Within industry, piping is a system of pipes used to convey fluids (liquids and gases) from one location to another. Industrial process piping (and accompanying in-line components) can be manufactured from wood, fiberglass, glass, steel, aluminum, plastic, copper, and concrete.
Nominal Pipe Size (NPS) is a North American set of standard sizes for pipes used for high or low pressures and temperatures. The name NPS is based on the earlier "Iron Pipe Size" (IPS) system.
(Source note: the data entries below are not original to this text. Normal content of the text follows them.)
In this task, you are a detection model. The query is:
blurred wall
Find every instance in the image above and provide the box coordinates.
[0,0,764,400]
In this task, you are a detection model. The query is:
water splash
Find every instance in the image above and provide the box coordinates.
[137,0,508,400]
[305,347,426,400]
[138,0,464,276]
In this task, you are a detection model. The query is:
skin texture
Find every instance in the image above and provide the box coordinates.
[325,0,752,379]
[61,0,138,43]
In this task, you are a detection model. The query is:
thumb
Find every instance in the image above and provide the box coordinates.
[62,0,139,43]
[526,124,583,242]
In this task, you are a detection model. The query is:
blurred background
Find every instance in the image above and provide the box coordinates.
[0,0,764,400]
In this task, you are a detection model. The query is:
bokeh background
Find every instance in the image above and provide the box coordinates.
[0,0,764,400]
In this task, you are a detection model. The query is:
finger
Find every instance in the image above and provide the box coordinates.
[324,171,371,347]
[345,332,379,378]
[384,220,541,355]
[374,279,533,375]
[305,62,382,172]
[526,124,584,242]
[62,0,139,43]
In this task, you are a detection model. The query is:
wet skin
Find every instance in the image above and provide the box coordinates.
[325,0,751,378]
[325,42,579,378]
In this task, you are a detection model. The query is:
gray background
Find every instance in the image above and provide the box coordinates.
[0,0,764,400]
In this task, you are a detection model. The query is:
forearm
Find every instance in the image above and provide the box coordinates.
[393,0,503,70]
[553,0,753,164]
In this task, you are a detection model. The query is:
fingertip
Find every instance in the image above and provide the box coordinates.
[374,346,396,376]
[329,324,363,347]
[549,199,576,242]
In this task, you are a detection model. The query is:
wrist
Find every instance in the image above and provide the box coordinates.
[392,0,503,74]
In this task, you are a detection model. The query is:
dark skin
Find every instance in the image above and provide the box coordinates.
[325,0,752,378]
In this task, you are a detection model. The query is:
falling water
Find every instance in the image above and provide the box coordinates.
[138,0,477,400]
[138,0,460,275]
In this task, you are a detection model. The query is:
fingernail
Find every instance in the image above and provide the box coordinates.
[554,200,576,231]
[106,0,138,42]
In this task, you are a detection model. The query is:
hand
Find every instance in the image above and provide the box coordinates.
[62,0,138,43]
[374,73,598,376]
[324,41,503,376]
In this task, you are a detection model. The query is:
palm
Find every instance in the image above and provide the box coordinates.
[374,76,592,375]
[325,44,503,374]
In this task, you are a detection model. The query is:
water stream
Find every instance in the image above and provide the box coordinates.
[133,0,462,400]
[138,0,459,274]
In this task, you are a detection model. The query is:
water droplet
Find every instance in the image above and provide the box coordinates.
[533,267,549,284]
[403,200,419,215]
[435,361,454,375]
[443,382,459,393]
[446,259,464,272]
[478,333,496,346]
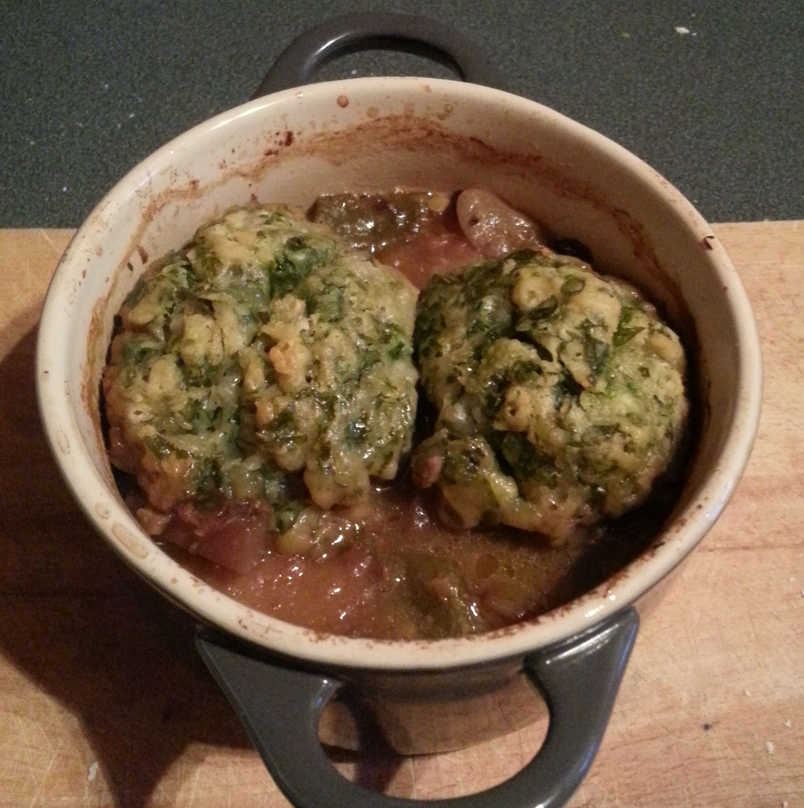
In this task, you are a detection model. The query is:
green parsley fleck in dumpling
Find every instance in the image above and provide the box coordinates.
[103,206,417,560]
[413,248,688,541]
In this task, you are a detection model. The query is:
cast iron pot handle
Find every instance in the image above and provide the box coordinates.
[196,608,639,808]
[252,13,503,98]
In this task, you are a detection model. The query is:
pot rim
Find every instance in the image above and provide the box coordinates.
[36,77,761,671]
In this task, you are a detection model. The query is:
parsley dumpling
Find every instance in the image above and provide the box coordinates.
[412,248,688,541]
[103,206,417,560]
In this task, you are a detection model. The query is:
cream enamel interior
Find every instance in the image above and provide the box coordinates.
[37,78,761,670]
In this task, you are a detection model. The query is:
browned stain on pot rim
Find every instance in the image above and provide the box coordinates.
[82,105,711,645]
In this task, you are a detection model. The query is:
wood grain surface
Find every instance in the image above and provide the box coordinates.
[0,222,804,808]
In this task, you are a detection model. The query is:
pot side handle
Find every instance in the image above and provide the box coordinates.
[251,13,503,98]
[196,607,639,808]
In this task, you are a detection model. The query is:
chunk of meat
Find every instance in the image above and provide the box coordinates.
[455,188,544,258]
[162,500,271,574]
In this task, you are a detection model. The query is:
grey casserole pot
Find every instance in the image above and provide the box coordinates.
[36,14,761,808]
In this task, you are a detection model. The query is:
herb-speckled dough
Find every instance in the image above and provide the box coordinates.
[413,249,688,540]
[103,206,417,532]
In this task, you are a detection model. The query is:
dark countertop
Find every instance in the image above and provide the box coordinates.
[0,0,804,227]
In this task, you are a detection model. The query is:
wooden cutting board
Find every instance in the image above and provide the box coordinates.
[0,221,804,808]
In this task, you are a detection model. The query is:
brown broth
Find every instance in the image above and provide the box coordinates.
[119,189,687,639]
[164,470,666,639]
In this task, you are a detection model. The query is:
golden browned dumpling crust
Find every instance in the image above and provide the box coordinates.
[103,206,417,534]
[413,248,688,540]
That IPS system was established to designate the pipe size. To begin, each pipe size was produced to have one thickness, which later was termed as standard (STD) or standard weight (STD.WT.). The outside diameter of the pipe was standardized.
As the industrial requirements handling higher pressure fluids, pipes were manufactured with thicker walls, which has become known as an extra strong (XS) or extra heavy (XH). The higher pressure requirements increased further, with thicker wall pipes. Accordingly, pipes were made with double extra strong (XXS) or double extra heavy (XXH) walls, while the standardize outside diameters are unchanged.
Today we know a range of wall thicknesses, namely:
SCH 5, 5S, 10, 10S, 20, 30, 40, 40S, 60, 80, 80S, 100, 120, 140, 160, STD, XS AND XXS.